Word Sense Disambiguation (WSD) - determining which meaning of a word is used in a given context.

This module provides a simplified, knowledge-based approach suitable for pure Elixir implementation. For state-of-the-art WSD, neural models trained on large corpora would be required.

Approach

  1. Lesk Algorithm: Overlap between word definitions and context
  2. Part-of-Speech filtering: Use POS tags to narrow sense candidates
  3. Context similarity: Compare surrounding words with sense definitions
  4. Frequency-based: Default to most common sense

Example

iex> tokens = [%Token{text: "bank", pos_tag: :noun}, %Token{text: "river", pos_tag: :noun}]
iex> sense = WSD.disambiguate("bank", tokens, language: :en)
{:ok, %Sense{word: "bank", definition: "land alongside a body of water", pos: :noun}}

Summary

Callbacks

Callback for getting related words for a sense (synonyms, hypernyms).

Callback for providing sense definitions for a word. Returns list of possible senses with definitions.

Functions

Calculates overlap score between sense and context.

Disambiguates the sense of a target word given its context.

Disambiguates all content words in a list of tokens.

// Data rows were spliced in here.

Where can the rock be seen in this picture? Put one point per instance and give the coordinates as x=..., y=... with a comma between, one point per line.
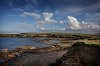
x=80, y=54
x=26, y=47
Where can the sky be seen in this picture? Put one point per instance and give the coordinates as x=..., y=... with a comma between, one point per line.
x=70, y=16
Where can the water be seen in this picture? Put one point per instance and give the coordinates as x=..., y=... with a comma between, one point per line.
x=12, y=43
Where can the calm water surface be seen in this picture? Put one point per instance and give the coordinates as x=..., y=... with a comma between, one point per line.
x=12, y=43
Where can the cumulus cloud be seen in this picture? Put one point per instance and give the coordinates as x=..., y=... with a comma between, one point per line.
x=44, y=19
x=47, y=17
x=74, y=24
x=34, y=15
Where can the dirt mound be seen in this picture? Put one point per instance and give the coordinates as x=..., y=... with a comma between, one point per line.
x=80, y=54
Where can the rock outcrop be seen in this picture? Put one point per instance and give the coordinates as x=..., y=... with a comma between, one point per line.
x=80, y=54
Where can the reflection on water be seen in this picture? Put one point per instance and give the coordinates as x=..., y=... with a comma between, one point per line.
x=12, y=43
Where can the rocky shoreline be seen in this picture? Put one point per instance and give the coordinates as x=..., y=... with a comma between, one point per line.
x=79, y=54
x=6, y=55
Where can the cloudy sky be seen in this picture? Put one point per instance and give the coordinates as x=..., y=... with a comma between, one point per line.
x=71, y=16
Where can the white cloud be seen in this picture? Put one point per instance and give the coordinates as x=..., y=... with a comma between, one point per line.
x=74, y=24
x=44, y=19
x=34, y=15
x=47, y=17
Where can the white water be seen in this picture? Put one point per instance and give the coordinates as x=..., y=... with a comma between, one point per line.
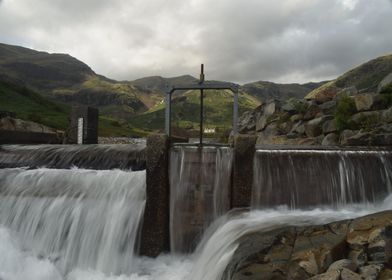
x=75, y=218
x=207, y=263
x=200, y=181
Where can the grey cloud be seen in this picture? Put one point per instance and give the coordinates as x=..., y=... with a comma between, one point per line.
x=285, y=41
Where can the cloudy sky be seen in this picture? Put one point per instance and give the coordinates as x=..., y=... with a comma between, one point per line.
x=238, y=40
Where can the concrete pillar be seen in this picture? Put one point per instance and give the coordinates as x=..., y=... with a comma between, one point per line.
x=155, y=231
x=244, y=150
x=89, y=116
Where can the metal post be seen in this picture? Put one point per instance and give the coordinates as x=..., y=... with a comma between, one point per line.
x=235, y=111
x=201, y=118
x=201, y=105
x=168, y=111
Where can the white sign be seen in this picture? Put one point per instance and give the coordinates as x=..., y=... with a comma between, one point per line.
x=80, y=131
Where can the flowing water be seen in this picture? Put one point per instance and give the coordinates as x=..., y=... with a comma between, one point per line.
x=199, y=192
x=79, y=224
x=122, y=156
x=309, y=178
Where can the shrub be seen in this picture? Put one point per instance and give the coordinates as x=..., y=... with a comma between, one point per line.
x=35, y=117
x=386, y=94
x=344, y=110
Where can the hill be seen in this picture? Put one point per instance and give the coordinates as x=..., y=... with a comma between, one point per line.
x=264, y=90
x=364, y=78
x=63, y=78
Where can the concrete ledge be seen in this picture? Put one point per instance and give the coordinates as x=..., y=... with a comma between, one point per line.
x=244, y=150
x=155, y=231
x=27, y=137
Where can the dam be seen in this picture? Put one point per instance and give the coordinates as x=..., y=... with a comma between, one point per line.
x=170, y=211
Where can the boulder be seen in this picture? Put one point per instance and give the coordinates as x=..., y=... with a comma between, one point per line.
x=315, y=252
x=312, y=112
x=359, y=257
x=344, y=263
x=364, y=102
x=331, y=139
x=372, y=117
x=370, y=272
x=330, y=275
x=329, y=126
x=386, y=274
x=296, y=118
x=359, y=139
x=386, y=115
x=261, y=123
x=385, y=82
x=382, y=139
x=328, y=107
x=298, y=129
x=313, y=127
x=347, y=274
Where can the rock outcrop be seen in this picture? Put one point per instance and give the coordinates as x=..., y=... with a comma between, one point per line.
x=343, y=117
x=350, y=249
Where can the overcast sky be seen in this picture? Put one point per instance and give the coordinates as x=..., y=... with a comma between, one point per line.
x=238, y=40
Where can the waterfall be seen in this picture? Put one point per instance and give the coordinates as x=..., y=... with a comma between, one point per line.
x=98, y=157
x=200, y=180
x=77, y=218
x=306, y=178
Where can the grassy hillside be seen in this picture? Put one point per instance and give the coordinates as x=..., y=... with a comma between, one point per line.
x=365, y=77
x=63, y=78
x=218, y=108
x=263, y=90
x=31, y=106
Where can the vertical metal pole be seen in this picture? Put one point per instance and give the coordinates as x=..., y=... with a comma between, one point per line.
x=201, y=81
x=201, y=117
x=168, y=112
x=235, y=111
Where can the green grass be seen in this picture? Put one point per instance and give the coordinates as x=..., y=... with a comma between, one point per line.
x=218, y=111
x=29, y=105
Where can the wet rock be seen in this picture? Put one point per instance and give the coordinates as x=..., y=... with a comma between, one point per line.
x=298, y=117
x=359, y=139
x=329, y=126
x=364, y=102
x=312, y=112
x=344, y=263
x=359, y=257
x=345, y=134
x=370, y=116
x=386, y=115
x=386, y=274
x=298, y=129
x=385, y=82
x=313, y=127
x=347, y=274
x=261, y=123
x=382, y=139
x=331, y=139
x=370, y=272
x=330, y=275
x=328, y=107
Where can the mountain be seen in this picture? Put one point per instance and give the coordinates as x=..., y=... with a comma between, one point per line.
x=264, y=90
x=63, y=78
x=364, y=78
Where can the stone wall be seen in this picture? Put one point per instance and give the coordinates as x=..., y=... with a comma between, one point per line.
x=350, y=249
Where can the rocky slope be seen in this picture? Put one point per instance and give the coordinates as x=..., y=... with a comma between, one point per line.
x=331, y=115
x=348, y=250
x=263, y=90
x=62, y=77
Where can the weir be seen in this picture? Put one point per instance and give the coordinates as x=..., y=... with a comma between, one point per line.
x=308, y=178
x=200, y=190
x=64, y=212
x=77, y=218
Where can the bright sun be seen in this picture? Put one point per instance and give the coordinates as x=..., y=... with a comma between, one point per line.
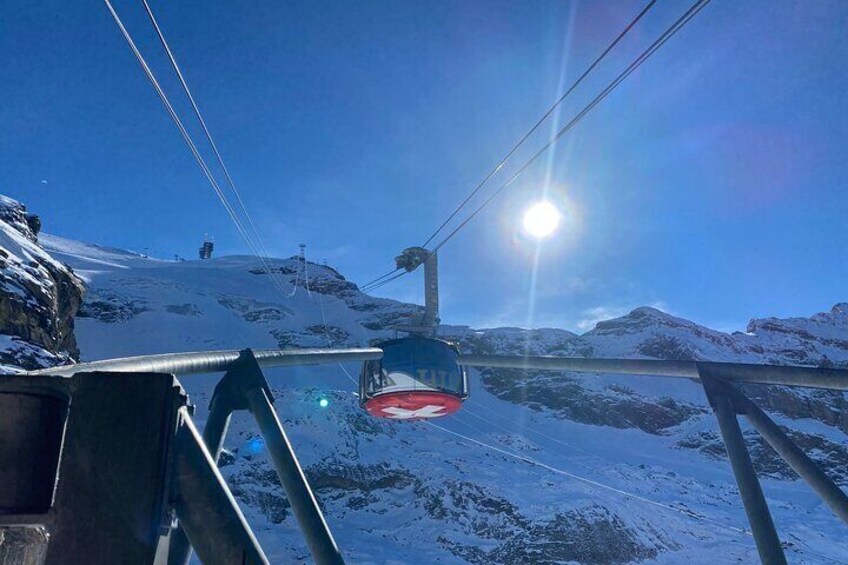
x=541, y=219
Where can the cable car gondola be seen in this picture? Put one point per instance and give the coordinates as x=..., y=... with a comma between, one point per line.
x=418, y=377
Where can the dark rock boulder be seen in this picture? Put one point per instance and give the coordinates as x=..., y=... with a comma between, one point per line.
x=39, y=296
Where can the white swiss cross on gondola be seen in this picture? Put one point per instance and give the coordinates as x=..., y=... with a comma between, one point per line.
x=428, y=411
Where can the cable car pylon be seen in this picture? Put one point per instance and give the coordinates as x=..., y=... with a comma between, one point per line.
x=418, y=376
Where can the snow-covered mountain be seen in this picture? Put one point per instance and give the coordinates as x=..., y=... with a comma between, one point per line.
x=540, y=467
x=38, y=296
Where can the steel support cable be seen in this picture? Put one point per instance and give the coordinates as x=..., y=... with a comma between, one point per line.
x=682, y=511
x=385, y=282
x=530, y=132
x=203, y=125
x=187, y=138
x=544, y=117
x=655, y=46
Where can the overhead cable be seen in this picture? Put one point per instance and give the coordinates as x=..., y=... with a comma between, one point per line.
x=544, y=117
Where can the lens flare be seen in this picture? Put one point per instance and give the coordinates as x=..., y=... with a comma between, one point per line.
x=541, y=219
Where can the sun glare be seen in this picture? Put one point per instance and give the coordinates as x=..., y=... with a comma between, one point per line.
x=541, y=219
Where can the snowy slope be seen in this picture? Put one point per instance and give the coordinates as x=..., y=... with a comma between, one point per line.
x=546, y=468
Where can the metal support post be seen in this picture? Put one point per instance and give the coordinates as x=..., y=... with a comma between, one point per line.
x=217, y=422
x=207, y=511
x=756, y=507
x=806, y=468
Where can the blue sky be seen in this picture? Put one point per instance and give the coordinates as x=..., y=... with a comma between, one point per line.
x=710, y=184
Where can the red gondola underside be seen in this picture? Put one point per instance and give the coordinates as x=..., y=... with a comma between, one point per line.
x=412, y=405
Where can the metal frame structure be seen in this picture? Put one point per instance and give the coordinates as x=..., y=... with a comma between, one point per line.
x=181, y=478
x=727, y=401
x=211, y=522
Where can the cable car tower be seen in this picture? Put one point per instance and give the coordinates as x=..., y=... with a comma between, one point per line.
x=410, y=259
x=418, y=376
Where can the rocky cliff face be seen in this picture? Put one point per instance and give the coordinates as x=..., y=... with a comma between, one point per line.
x=39, y=296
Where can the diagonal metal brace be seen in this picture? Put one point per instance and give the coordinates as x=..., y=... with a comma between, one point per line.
x=756, y=507
x=805, y=467
x=244, y=387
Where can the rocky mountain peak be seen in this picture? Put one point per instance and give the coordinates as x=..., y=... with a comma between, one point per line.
x=39, y=296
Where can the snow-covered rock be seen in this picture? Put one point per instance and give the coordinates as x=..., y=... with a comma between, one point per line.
x=39, y=296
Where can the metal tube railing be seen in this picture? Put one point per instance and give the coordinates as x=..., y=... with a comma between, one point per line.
x=201, y=362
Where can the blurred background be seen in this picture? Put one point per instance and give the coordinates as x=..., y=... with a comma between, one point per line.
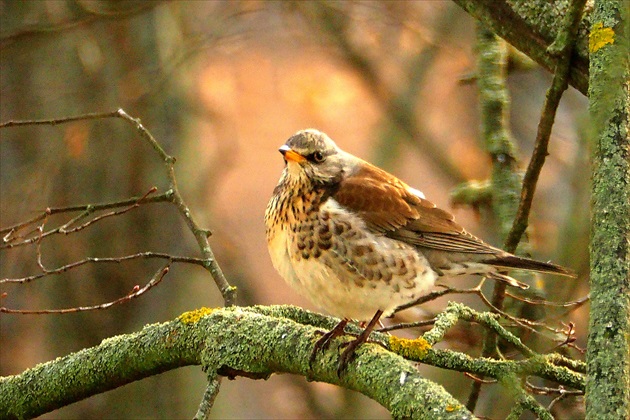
x=221, y=85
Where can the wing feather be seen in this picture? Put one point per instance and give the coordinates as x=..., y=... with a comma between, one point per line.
x=389, y=206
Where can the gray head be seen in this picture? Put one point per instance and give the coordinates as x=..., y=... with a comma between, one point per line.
x=313, y=155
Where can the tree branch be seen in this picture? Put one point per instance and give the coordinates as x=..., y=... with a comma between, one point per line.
x=532, y=27
x=173, y=195
x=241, y=339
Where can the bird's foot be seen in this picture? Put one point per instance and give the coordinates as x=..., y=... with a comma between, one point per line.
x=324, y=342
x=348, y=353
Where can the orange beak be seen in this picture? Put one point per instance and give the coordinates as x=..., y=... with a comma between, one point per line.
x=290, y=155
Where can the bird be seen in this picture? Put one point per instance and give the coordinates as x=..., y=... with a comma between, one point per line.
x=359, y=242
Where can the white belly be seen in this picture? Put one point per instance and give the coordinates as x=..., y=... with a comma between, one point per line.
x=332, y=287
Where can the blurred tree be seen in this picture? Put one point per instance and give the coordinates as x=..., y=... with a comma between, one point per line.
x=203, y=75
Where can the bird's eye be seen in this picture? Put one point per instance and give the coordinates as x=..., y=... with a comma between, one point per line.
x=317, y=157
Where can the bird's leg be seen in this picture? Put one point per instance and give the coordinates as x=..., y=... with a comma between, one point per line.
x=351, y=347
x=324, y=342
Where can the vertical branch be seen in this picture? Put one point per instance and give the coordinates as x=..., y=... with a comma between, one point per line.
x=494, y=102
x=562, y=48
x=608, y=355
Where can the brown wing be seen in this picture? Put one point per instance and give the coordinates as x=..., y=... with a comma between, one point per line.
x=389, y=206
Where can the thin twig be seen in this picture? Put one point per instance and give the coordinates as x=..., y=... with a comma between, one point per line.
x=201, y=235
x=212, y=390
x=135, y=292
x=63, y=229
x=406, y=325
x=562, y=48
x=10, y=230
x=107, y=260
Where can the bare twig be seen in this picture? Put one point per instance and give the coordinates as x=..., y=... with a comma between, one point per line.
x=406, y=325
x=212, y=390
x=64, y=228
x=106, y=260
x=135, y=292
x=87, y=208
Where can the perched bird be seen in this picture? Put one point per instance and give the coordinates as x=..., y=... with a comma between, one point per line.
x=359, y=242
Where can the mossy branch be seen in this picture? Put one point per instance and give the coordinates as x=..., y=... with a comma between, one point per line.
x=532, y=27
x=255, y=342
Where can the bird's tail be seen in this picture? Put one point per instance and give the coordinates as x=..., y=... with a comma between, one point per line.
x=519, y=263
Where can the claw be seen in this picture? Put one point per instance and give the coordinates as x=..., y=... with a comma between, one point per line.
x=324, y=342
x=352, y=346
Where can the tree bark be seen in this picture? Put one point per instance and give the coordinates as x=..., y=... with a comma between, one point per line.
x=608, y=355
x=532, y=26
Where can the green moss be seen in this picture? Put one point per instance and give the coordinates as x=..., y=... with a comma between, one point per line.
x=192, y=317
x=409, y=349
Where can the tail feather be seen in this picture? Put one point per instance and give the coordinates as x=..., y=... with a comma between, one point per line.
x=508, y=280
x=514, y=262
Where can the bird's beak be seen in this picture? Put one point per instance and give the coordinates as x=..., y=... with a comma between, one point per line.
x=290, y=155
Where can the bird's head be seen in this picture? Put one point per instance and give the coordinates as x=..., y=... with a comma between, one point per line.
x=311, y=155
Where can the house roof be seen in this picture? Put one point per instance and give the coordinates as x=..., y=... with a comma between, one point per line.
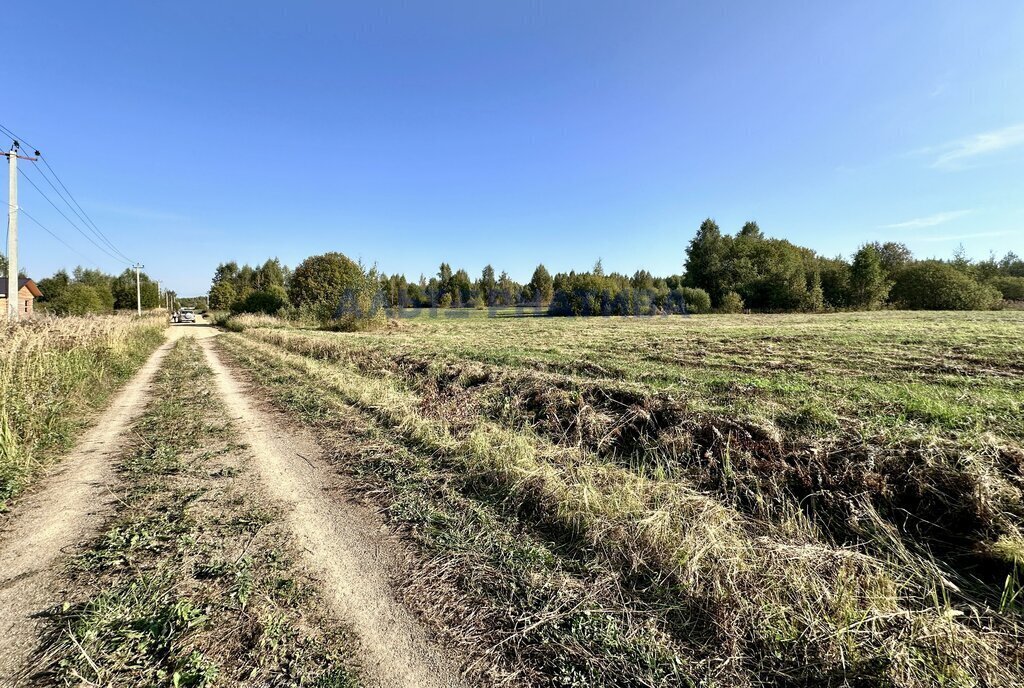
x=22, y=282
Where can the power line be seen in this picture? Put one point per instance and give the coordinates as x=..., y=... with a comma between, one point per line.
x=78, y=228
x=48, y=231
x=83, y=215
x=87, y=217
x=85, y=221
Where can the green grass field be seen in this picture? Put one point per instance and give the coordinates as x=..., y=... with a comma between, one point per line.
x=751, y=500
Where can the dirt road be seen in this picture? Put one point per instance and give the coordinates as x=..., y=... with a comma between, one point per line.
x=62, y=511
x=345, y=545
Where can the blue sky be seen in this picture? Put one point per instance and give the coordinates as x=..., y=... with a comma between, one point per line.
x=408, y=133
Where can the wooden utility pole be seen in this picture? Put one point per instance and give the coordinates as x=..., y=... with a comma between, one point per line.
x=138, y=289
x=12, y=272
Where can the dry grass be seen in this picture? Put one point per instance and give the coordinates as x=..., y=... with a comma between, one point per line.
x=52, y=373
x=782, y=534
x=195, y=581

Scores senses using Lesk algorithm (context-definition overlap).

Types

sense()

@type sense() :: %{
  word: String.t(),
  definition: String.t(),
  pos: atom(),
  examples: [String.t()],
  frequency_rank: integer()
}

Callbacks

get_senses(t, atom)

@callback get_senses(String.t(), atom()) :: [sense()]

Callback for providing sense definitions for a word. Returns list of possible senses with definitions.

Functions

calculate_sense_score(impl, sense, context_words)

@spec calculate_sense_score(module(), sense(), MapSet.t()) :: float()

Calculates overlap score between sense and context.

disambiguate(impl, target_word, context_tokens, opts \\ [])

@spec disambiguate(module(), String.t(), [Nasty.AST.Token.t()], keyword()) ::
  {:ok, sense()} | {:error, term()}

Disambiguates the sense of a target word given its context.

Parameters

  • impl - Implementation module providing sense definitions
  • target_word - The word to disambiguate
  • context_tokens - List of tokens in the surrounding context
  • opts - Options
    • :pos_tag - POS tag of target word (helps filter senses)
    • :window_size - Context window size (default: 10)

Returns {:ok, sense} or {:error, reason}.

disambiguate_all(impl, tokens, opts \\ [])

@spec disambiguate_all(module(), [Nasty.AST.Token.t()], keyword()) :: [
  {Nasty.AST.Token.t(), sense()}
]

Disambiguates all content words in a list of tokens.

Returns list of {token, sense} tuples.

score_senses(impl, senses, context_tokens, window_size)

@spec score_senses(module(), [sense()], [Nasty.AST.Token.t()], integer()) :: [
  {sense(), float()}
]

Scores senses using Lesk algorithm (context-definition overlap).